Background information
- Born: September 7, 1967 (age 58) Bethesda, Maryland, U.S.
- Genres: Hard rock, heavy metal, instrumental rock, progressive metal
- Occupation: Drummer

= Chris Frazier =

American drummer

Chris Frazier (born September 7, 1967) is an American drummer. He is known in the professional ranks since he started recording and touring with guitarist Steve Vai from 1995 through 2001. Frazier was the touring drummer with classic rock singer Eddie Money from 2003 through 2006, when he was approached to become the drummer of veteran rock band Whitesnake.
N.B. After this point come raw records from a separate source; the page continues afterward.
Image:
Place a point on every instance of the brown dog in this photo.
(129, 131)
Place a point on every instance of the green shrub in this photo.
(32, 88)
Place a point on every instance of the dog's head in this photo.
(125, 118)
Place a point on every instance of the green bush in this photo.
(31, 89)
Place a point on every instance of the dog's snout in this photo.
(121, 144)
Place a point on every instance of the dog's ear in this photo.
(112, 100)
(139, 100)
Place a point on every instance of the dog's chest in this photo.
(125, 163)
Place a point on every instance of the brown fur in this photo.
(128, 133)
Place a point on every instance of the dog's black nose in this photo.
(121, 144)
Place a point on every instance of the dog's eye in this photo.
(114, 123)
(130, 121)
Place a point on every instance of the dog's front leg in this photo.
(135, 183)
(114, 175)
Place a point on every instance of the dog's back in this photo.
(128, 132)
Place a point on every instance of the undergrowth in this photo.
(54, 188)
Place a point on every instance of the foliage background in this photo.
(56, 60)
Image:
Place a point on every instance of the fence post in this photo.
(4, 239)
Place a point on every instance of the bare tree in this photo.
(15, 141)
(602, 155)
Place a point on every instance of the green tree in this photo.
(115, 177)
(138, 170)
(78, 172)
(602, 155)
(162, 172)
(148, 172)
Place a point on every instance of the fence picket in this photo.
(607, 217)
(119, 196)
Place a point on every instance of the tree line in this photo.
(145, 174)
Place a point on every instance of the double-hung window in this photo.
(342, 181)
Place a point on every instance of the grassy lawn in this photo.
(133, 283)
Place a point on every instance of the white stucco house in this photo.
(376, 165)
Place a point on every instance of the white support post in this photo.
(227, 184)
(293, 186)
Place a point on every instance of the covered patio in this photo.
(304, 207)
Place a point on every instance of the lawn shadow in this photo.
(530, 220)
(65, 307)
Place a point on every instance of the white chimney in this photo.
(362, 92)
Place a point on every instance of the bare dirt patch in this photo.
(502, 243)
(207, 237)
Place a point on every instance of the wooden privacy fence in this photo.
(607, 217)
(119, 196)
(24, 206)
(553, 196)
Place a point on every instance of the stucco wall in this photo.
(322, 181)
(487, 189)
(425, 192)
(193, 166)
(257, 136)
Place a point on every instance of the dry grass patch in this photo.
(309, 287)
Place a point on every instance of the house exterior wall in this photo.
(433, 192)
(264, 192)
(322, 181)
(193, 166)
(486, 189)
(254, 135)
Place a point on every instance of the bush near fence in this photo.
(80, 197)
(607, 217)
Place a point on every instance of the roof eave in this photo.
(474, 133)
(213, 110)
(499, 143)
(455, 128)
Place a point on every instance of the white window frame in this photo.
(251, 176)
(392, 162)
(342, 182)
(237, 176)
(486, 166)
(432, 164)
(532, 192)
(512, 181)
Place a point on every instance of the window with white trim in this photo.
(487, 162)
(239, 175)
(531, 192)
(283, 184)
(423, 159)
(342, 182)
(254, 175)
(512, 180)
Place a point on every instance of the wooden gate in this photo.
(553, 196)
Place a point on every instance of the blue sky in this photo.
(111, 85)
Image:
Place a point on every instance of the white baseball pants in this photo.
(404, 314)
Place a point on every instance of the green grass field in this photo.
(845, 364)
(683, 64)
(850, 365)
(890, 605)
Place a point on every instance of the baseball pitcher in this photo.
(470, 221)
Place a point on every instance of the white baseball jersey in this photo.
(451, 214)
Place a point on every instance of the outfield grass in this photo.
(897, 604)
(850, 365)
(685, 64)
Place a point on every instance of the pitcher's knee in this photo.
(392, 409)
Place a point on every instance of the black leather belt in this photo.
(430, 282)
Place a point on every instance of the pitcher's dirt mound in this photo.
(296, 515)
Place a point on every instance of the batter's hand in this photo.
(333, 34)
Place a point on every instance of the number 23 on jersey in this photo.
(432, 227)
Frazier was called up by David Coverdale in May 2006, Coverdale took an instant liking to him. Frazier had done work extensive with Whitesnake's guitar player, Doug Aldrich in the past. Frazier was with Whitesnake through December 2010 and appeared on their 2008 album Good to Be Bad and toured with Whitesnake in support of the album.

Before Whitesnake, Frazier worked with Eddie Money (2003–2006), Edgar Winter and TMG (Tak Matsumoto Group), which featured Jack Blades and Eric Martin as well. Chris had worked with Whitesnake guitarist Doug Aldrich on his solo albums, and with guitarist Steve Vai.

Frazier is currently the drummer for the rock band Foreigner, having joined in September 2012.